By submitting to be regulated, cryptocurrencies can no longer be termed decentralized, and the power will gradually shift away from the users, into the hands of the government through crypto-related policies.
The main aim of Cryptocurrencies is to be independent of the state and to democratize the financial system, bringing the power to the people and the financially marginalized. Making cryptocurrencies subject to regulations would only make it an equivalent of a fiat currency built on blockchain.
Also, regulating cryptocurrencies will not mean that there won't be any more scams. Oftentimes, the major enabler of scams is ignorance. When it is obvious that a majority of persons do not understand how a thing works, it is almost certain that bad actors would step in to make something off that ignorance.

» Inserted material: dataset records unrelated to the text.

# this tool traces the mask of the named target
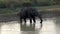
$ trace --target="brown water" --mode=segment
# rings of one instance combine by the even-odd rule
[[[36,24],[30,24],[29,20],[22,25],[18,21],[0,22],[0,34],[60,34],[59,17],[43,19],[42,28],[39,22],[39,19]]]

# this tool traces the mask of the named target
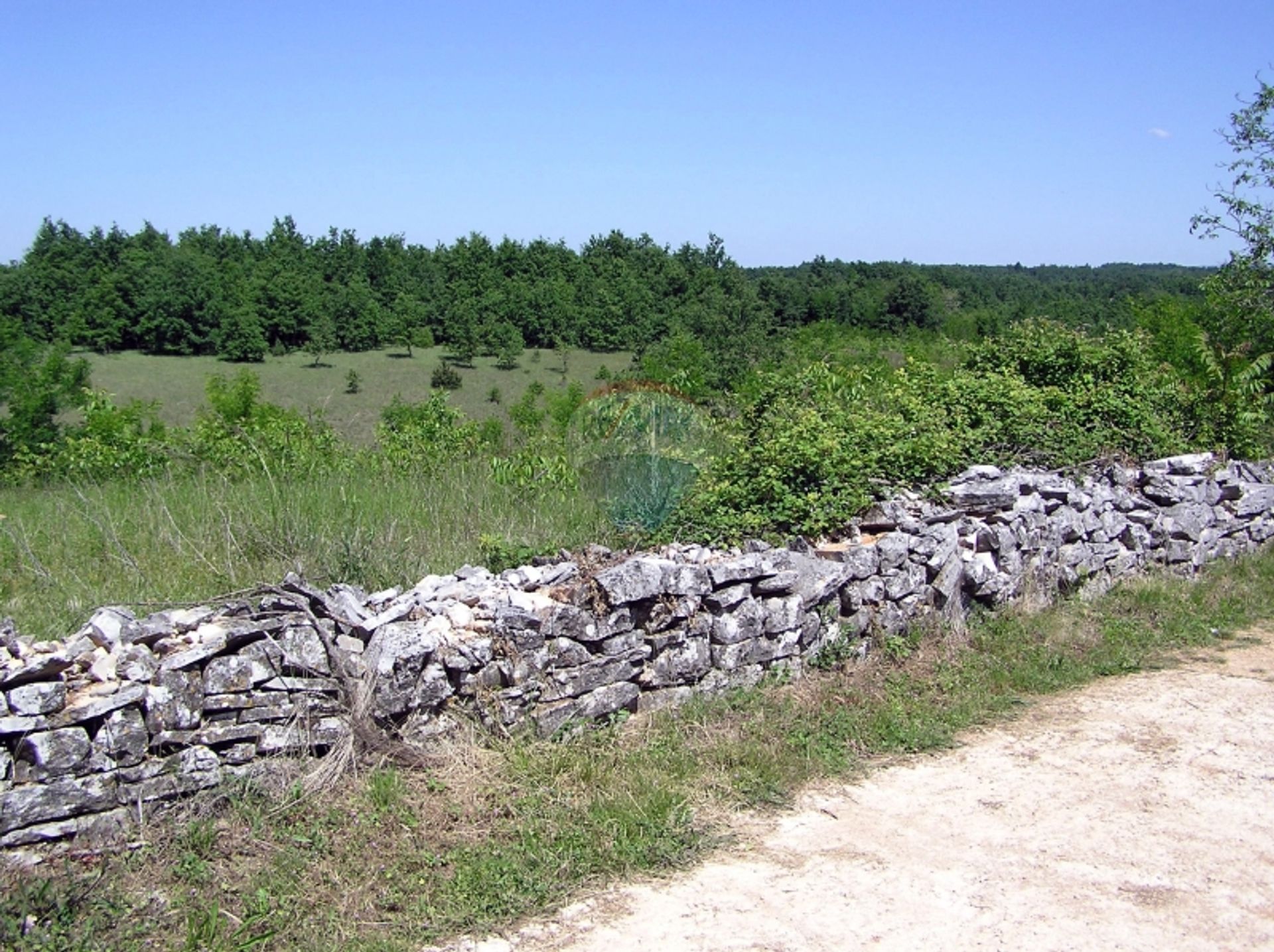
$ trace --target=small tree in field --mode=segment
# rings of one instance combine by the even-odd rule
[[[1220,347],[1274,349],[1274,85],[1257,76],[1251,101],[1218,130],[1235,153],[1222,164],[1229,181],[1213,189],[1219,210],[1205,210],[1190,231],[1205,238],[1229,236],[1240,247],[1204,285],[1213,308],[1209,336]]]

Even in the largely regulated centralized Finance world, credit card scams, Ponzi schemes, etc., are still very present. People are still being dispossessed of their valuable assets by bad actors.
Instead of regulations, what would work better for the crypto space would be a huge investment Education, where people are fed with the right knowledge about the workings of blockchains and Cryptocurrencies. With this solid knowledge base, people's confidence in the benefits of cryptocurrencies can be restored, and they can fish out scam projects before they are half-way close.
Conclusion
Scams are almost inevitable in any financially promising venture. The crypto space, just like every other scam-prone sector, has had its hit from bad actors who prey upon ignorant market participants.
The bad consequences of these scams are heavy on the crypto space. Hence, educating the crypto market participants, instead of regulating cryptocurrencies, would be a more optimal approach towards combating crypto scams.
Thank you for reading...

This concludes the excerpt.